Supposedly, since that time, any candidate for the pope undergoes an intimate examination to ensure he is not a woman (or eunuch) in disguise. This involved sitting on a chair which has a hole in the seat. The most junior deacon present then feels under the chair to ensure the new Pope is male.

"And in order to demonstrate his worthiness, his testicles are felt by the junior present as testimony of his male sex. When this is found to be so, the person who feels them shouts out in a loud voice testiculos habet ("He has testicles") And all the clerics reply Deo Gratias ("Thanks be to God"). Then they proceed joyfully to the consecration of the pope-elect" - Felix Hamerlin, De nobilitate et Rusticate Dialogus (ca. 1490), quoted in The Female Pope, by Rosemary & Darroll Pardoe (1988).

As with myths generally, a small amount of truth exists, embellished with layers of fiction. Such a seat did exist; when a pope took possession of his cathedral, St. John Lateran in Rome, he traditionally sat on two ancient chairs of porphyry, the sedia stercoraria. Both had holes. The reason for the holes remains a mystery, but as both the seats and their holes predated the Pope Joan story, and indeed Catholicism by centuries, they clearly have nothing to do with a need to check the sex of a pope. It has been speculated that they originally were Roman bidets or imperial birthing stools, which because of their age and imperial links were used in ceremonial by popes intent on highlighting their own imperial claims (as they did also with their latin title, Pontifex Maximus).
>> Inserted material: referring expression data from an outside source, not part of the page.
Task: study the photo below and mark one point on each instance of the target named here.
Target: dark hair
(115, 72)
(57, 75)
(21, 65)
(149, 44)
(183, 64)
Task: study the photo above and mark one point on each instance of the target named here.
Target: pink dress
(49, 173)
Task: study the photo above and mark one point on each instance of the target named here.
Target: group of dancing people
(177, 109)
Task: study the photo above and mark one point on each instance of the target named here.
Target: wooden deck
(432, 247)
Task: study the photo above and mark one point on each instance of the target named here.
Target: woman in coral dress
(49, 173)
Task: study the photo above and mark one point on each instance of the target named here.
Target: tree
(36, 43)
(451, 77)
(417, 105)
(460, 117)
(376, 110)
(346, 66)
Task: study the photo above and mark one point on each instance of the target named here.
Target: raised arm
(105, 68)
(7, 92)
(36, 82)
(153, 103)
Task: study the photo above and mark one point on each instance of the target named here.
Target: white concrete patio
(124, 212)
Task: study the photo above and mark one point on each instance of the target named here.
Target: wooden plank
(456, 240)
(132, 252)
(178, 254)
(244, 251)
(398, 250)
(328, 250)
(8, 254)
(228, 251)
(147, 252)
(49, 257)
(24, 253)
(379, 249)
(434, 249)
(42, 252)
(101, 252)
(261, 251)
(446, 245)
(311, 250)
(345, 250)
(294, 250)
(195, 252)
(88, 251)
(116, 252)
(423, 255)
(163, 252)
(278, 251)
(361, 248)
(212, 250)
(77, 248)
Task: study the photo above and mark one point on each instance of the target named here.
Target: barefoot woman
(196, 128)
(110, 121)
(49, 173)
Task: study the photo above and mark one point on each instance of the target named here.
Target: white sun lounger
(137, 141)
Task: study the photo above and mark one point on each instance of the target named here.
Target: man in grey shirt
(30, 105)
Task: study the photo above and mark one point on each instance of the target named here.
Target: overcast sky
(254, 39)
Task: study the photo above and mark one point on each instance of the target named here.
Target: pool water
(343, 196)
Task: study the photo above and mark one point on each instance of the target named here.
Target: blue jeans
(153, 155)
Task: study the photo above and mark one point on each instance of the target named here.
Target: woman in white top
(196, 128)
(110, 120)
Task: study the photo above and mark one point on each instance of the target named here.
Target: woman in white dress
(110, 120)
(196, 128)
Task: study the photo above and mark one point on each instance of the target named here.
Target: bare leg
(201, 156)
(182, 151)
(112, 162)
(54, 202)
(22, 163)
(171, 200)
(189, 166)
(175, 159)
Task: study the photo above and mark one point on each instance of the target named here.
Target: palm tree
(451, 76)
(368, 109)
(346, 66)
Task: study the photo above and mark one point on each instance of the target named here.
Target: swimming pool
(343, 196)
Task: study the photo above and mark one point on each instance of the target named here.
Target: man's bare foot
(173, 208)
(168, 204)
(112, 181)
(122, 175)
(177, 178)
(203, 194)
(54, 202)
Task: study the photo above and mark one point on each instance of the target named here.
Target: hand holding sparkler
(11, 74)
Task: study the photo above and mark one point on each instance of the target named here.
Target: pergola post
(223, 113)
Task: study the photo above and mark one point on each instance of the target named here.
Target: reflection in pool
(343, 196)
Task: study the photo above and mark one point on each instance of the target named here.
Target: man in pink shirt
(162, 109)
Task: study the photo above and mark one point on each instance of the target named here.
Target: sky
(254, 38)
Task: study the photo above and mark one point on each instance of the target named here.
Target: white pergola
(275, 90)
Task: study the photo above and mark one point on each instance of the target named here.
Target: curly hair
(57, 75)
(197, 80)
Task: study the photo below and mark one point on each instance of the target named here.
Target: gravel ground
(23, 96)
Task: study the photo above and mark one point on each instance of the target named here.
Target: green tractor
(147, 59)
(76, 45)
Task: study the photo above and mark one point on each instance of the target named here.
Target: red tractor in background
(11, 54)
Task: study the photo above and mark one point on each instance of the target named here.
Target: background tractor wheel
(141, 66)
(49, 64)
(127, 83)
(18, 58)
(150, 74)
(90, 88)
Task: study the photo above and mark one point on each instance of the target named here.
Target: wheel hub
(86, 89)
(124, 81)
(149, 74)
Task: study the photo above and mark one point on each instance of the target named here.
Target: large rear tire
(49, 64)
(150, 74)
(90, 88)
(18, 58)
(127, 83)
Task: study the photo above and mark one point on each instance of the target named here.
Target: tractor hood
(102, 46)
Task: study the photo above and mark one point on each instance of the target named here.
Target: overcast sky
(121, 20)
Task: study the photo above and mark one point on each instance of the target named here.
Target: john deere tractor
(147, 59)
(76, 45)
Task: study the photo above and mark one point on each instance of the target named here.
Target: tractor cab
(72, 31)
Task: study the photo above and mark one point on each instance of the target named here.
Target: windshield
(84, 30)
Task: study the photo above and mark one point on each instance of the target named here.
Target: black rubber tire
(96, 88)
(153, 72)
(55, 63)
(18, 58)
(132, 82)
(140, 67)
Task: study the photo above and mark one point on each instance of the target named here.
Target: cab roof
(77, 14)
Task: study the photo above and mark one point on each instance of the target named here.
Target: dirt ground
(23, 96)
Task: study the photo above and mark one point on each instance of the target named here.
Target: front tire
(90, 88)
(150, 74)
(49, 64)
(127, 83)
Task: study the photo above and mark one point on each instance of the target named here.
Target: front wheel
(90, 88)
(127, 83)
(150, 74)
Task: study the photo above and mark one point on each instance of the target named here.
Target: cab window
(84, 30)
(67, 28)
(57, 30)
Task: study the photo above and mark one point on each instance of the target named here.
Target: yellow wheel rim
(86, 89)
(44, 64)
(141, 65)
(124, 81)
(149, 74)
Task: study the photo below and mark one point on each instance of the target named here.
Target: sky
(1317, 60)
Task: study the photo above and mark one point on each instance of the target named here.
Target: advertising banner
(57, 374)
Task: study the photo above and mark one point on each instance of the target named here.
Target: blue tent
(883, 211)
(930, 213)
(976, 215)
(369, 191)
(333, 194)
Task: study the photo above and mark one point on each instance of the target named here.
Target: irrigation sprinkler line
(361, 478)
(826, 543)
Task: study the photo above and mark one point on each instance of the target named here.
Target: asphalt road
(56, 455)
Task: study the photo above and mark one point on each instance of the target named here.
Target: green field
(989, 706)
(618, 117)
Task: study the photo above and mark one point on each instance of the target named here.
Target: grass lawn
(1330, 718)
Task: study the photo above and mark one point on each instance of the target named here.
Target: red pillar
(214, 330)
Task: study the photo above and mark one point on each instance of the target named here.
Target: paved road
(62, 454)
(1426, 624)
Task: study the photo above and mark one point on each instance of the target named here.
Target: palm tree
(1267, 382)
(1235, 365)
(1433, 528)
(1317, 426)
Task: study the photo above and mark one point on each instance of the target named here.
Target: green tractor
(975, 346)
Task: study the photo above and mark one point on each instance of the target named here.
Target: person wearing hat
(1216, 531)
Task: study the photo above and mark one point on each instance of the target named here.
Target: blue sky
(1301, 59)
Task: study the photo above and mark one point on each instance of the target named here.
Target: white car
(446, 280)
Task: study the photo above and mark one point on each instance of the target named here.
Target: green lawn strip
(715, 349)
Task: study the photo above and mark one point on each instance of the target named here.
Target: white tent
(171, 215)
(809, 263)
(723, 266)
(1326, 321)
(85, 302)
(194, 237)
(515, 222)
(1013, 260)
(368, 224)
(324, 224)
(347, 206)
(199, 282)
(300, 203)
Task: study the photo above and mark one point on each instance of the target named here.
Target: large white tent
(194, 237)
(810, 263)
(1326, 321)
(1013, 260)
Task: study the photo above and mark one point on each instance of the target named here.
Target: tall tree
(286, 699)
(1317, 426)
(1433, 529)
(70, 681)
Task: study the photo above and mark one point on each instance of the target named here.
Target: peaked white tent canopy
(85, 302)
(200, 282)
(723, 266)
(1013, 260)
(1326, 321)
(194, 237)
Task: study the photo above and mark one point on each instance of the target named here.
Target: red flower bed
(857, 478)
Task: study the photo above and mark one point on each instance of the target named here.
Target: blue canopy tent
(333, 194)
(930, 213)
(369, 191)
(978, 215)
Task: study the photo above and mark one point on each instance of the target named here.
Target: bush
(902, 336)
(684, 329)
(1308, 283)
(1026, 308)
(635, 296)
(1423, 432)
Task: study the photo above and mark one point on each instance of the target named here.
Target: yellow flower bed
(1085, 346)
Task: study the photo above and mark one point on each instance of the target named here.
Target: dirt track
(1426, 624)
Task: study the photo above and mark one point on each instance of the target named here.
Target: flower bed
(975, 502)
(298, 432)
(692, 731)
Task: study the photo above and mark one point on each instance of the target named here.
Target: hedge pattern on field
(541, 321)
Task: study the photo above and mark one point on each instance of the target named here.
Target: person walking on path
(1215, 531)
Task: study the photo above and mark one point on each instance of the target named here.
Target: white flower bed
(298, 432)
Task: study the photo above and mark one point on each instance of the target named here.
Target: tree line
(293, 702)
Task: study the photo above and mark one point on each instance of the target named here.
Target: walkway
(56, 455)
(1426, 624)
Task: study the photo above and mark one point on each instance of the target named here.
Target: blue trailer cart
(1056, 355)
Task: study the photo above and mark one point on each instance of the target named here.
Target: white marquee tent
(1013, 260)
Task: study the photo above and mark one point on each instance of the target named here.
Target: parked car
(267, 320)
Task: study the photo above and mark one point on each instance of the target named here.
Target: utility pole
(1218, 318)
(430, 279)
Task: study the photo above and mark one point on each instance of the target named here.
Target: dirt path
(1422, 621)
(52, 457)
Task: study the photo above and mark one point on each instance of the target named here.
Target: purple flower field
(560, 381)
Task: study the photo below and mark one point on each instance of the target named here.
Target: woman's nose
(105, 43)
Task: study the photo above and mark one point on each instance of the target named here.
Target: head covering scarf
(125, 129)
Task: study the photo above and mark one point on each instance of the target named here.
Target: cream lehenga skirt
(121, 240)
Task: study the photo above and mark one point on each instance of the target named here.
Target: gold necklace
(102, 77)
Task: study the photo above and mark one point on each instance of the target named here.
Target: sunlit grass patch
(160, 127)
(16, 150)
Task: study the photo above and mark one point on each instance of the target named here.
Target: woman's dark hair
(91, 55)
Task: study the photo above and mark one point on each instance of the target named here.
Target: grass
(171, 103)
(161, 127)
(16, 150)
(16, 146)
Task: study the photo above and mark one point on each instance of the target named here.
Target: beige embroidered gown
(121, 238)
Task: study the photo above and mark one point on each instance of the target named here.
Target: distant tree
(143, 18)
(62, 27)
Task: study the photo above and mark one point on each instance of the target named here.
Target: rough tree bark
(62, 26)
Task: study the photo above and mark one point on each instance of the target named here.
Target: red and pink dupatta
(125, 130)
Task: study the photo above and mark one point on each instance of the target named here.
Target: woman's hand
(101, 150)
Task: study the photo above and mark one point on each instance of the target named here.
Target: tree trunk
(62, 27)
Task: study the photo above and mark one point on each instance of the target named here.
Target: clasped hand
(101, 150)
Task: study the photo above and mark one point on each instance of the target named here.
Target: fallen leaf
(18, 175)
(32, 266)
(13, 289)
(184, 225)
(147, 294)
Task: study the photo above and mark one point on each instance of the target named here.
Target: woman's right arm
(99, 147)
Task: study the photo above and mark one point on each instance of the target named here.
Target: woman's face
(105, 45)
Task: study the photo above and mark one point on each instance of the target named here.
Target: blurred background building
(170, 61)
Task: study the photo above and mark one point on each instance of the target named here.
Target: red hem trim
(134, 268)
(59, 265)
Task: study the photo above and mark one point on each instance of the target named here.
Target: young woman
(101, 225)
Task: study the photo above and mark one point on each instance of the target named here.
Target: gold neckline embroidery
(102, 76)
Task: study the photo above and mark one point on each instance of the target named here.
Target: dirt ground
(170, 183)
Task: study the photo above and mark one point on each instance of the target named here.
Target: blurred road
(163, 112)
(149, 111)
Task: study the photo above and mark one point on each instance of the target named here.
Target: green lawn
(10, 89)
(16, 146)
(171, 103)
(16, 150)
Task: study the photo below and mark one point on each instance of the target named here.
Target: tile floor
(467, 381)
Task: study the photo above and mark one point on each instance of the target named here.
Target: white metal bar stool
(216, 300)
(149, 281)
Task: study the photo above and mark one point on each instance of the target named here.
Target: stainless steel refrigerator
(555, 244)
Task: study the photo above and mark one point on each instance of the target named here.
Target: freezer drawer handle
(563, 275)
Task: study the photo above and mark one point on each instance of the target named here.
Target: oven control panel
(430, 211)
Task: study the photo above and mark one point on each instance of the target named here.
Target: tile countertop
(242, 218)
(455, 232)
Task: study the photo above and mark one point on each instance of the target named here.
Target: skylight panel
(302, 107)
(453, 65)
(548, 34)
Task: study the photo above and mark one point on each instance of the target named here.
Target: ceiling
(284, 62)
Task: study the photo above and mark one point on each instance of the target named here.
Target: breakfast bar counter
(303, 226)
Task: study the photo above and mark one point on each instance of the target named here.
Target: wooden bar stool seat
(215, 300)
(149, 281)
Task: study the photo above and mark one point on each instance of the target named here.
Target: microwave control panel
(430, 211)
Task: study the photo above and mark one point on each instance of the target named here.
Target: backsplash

The myth of Pope Joan was conclusively rubbished by David Blondel, a mid-seventeenth century protestant historian, who, through detailed analysis of the claims and suggested timings, showed that no such events could have happened. Among the evidence discrediting the Pope Joan story, is

  • in the 'year of Pope Joan', 854, the actual pope was Leo IV.
  • Papal possessions did not travel down the processional route where the supposed birth took place at Easter.
  • No archival documentation exists of such an event.
  • The 'testicle seat' which popes supposedly sat on to have their masculinity ascertained long predates the era of 'Pope Joan' and has nothing to do with a requirement that a pope have his tecticles checked.

In fact the timing of the first appearance of the story suspiciously coincides with the death of Frederick II, Holy Roman Emperor, with whom the papacy had been in conflict. The consensus of historians is that the 'Pope Joan' story is an anti-papal satire timed to link in to the papacy's clash with the Holy Roman Empire, centring on three mediæval Catholic fears;

  • a sexually active pope;
  • a woman in a position of dominant authority over men;
  • deception at the very heart of the Church.

However what may have started as satire, featuring in carnivals throughout Europe, ended up accepted as reality, to such a scale that "Pope Joan" was referred to by such notables as William of Ockham and featured in some lists of popes, notably in Siena Cathedral, where 'her' image features among real popes. It also conveniently linked in to confusion over the ordinals given to pope Johns; because John is the most widely used papal name, and some Johns were antipopes, confusion over what number belonged to which valid Pope John (and indeed which one was a real pope and which one an antipope) some lists suggest that one pope John is "missing". Others don't. But none suggests that the missing one is a woman. It was not until Blondel's seventeenth century study that the Pope Joan story became discredited as seen merely as an urban myth based on contemporary fears and attitudes.

Some hold that the High Priestess card in the Tarot pack (called La Papesse in French) is a depiction of Joan.